Exonian Profiles

The Rev. Frank Dorman ’44 Takes His Activism in a New Direction: The Past
Exeter Bulletin, Spring 2001

What the Rev. Frank Dorman ’44 describes as his “passionate” involvement with peace and justice ministry has led him to some pretty interesting places. In 1965, he took part in the historic march from Selma to Montgomery; during the 1980s, he traveled to Nicaragua three times. In the process, he has also compiled an impressive arrest record, much of it for his opposition to the Vietnam War: in all, he has been arrested 20 times for acts of nonviolent civil disobedience and gone to jail twice.

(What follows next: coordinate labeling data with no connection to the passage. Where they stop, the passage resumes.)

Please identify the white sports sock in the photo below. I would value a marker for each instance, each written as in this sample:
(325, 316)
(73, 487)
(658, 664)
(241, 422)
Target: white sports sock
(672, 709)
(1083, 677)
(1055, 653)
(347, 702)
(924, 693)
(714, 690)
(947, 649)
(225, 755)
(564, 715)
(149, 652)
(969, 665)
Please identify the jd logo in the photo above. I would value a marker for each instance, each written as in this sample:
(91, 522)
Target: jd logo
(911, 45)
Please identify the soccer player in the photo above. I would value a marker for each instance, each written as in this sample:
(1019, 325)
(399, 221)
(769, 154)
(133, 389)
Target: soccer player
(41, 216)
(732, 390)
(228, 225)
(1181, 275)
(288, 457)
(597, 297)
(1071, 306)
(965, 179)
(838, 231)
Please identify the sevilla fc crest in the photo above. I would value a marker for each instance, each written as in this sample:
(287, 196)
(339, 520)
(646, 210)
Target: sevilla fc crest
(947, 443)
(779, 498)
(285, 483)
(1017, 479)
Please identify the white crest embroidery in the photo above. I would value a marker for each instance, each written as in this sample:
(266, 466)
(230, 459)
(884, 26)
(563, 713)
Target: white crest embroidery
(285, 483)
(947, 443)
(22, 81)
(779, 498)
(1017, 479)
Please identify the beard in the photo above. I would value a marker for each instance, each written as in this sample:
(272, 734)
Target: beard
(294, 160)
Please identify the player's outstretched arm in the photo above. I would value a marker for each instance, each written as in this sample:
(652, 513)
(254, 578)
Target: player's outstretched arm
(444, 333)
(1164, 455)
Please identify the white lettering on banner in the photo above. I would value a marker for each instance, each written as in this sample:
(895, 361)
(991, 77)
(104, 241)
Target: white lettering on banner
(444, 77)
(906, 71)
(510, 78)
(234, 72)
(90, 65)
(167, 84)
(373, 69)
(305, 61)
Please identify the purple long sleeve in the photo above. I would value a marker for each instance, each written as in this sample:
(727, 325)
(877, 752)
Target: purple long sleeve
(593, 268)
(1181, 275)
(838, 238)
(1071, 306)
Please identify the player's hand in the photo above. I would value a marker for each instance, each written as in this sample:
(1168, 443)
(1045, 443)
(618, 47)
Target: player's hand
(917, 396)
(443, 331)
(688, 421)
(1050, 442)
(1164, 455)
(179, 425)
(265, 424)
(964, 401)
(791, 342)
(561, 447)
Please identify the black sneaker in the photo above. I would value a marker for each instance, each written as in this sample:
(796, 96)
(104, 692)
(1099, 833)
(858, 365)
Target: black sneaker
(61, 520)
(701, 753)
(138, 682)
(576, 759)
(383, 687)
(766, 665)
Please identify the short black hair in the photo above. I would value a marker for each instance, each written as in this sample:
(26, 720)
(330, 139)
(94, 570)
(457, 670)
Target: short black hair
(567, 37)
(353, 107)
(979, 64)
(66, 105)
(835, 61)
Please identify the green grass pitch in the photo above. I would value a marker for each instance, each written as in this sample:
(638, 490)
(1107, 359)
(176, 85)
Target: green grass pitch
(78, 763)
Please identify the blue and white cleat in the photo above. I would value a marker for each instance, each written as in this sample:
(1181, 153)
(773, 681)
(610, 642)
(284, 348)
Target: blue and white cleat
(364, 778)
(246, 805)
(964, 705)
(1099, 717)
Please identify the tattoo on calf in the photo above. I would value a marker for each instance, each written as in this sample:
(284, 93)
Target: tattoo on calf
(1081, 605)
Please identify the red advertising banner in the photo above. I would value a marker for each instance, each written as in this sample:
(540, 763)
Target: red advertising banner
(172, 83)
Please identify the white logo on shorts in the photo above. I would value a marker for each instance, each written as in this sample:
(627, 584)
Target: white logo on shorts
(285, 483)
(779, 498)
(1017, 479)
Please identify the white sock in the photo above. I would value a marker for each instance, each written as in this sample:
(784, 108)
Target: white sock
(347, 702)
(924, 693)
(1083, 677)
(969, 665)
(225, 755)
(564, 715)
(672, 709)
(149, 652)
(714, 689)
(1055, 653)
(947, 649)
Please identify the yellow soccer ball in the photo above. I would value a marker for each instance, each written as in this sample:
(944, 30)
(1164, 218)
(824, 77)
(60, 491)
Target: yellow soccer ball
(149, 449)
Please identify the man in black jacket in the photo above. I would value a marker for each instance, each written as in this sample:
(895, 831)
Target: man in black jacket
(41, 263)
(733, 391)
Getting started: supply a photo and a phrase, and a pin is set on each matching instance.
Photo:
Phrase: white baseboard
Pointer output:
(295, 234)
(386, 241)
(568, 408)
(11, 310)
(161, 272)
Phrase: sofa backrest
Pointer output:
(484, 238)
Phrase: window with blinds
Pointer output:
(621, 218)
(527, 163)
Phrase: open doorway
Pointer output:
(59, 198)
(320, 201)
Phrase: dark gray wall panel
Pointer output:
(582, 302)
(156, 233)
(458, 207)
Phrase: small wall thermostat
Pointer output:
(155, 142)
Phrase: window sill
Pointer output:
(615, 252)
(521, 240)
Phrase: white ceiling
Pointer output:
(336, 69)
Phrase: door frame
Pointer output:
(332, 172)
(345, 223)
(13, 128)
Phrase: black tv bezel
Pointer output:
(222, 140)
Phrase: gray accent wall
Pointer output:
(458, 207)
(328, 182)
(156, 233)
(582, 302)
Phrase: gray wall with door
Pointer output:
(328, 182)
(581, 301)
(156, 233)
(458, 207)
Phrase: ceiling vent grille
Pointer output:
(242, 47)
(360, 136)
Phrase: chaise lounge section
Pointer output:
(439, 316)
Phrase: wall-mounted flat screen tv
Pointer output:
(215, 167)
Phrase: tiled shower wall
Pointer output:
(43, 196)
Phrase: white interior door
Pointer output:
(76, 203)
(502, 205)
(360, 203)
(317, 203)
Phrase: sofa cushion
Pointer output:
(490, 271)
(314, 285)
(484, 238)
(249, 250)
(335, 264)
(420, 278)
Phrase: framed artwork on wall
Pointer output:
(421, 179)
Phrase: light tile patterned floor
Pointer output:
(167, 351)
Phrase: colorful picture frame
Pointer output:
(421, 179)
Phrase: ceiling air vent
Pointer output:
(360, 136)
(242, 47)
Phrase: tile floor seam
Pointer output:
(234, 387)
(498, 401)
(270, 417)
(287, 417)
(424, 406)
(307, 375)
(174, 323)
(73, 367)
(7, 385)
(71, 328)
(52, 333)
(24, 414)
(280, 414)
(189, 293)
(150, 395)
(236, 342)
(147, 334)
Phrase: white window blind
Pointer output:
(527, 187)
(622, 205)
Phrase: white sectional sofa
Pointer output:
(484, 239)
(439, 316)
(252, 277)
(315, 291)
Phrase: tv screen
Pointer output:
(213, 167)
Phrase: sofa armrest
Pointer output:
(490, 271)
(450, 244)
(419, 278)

But lately, Dorman’s activism has taken him in a different direction: to 18th- and 19th-century Nantucket, to research the lives of the island’s African-American slaves and their descendants. Dorman’s forays into the past began with his own family: In 1994, he completed a family genealogy, Thomas Dorman of Topsfield, Massachusetts (1600-1670): Twelve Generations of Descendants. In 1996, in the spring issue of the Exeter Bulletin, he published an article on PEA alumni who fought in the Civil War. After watching the Civil War film Glory, Dorman became interested in the descendants of the black members of the Massachusetts 54th and 55th Regiments, as well as other African-American military units. That interest resulted in another publication, Twenty Families of Color in Massachusetts 1742-1998, in which Dorman documented “hundreds of living descendants of these Civil War soldiers and sailors.”

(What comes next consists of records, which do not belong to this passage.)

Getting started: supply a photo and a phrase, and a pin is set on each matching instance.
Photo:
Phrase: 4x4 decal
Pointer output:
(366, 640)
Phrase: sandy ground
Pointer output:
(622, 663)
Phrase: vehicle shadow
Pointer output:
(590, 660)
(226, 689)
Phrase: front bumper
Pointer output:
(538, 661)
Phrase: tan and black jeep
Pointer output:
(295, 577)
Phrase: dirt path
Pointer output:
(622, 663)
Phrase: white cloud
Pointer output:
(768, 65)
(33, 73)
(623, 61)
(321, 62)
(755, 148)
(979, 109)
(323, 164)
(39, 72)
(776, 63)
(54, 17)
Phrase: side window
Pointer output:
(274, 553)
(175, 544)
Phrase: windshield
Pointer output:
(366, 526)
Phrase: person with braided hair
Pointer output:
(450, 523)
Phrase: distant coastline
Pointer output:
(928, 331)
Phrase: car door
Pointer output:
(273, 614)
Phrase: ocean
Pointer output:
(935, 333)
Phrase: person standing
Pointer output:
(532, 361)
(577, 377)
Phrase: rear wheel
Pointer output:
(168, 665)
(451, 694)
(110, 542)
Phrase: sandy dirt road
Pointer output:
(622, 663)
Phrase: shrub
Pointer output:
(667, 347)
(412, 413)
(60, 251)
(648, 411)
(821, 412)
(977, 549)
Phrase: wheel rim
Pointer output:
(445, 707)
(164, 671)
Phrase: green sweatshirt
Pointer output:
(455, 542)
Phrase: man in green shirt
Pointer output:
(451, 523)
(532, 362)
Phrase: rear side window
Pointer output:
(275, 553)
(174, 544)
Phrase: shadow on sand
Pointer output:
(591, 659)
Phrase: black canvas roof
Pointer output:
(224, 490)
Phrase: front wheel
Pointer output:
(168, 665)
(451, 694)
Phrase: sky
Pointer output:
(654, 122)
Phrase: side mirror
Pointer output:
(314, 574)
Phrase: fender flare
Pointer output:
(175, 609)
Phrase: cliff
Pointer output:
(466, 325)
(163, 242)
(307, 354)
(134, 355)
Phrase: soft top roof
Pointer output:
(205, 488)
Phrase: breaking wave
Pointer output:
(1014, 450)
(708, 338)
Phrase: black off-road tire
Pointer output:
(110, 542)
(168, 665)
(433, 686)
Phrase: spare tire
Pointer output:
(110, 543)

Dorman’s latest endeavor is the result of a rainy PEA mini-reunion on Nantucket in 1997. In lieu of beaches and outdoor recreation, Dorman recalls that he and his Exeter classmates “spent much of the weekend in libraries and museums.” A portrait in the Whaling Museum of the Nantucket Historical Society caught his attention. “It was,” he says, “strikingly different from the others. The gentle, kind expression contrasted with the stern visages of his fellow captains. But what really made Captain Absalom Boston stand out was the hue of his skin: Boston (1785-1855) was a person of color, grandson of a freed slave and son of a Nantucket Indian woman.”

Thus began Dorman’s quest for information on the families of slaves who lived and worked on the island. After slavery was abolished in Massachusetts, many former slaves remained on Nantucket and made their living at sea. Dorman concentrated on two of these families; the Boston and Pompey families. “While the Bostons and Pompeys remained on Nantucket,” he says, “the research methods were similar for both. Deeds, birth and death records and trips to the so-called ‘Colored Cemetery,’ were primary sources. But federal census records tracing African and Native Americans on Nantucket were sketchy.”

With the end of the whaling industry in the mid-19th century, Dorman’s job got harder. “Many family members were employed in the industry and left when it died. For the most part the Bostons went west in search of gold. I have met several Boston descendants in Oakland, California. The Pompeys stayed closer to home, and many settled among the Wampanoag Indians in the Mashpee area.”

Dorman plans to publish his current work, now expanded to 14 families, later this year, but a few mysteries remain. “Right now I am researching Abraham Lincoln Thompson. When I was studying records in Mashpee I came across his death certificate and his occupation was listed as ‘lion tamer.’ His wife’s probate records indicate that she bequeathed a photo of a lion named ‘Wallace’ to a friend. I am about to visit an archivist in Mashpee who may help me resolve that one.” And solve it he will, with the same determination that has characterized all his quests from Selma to Mashpee.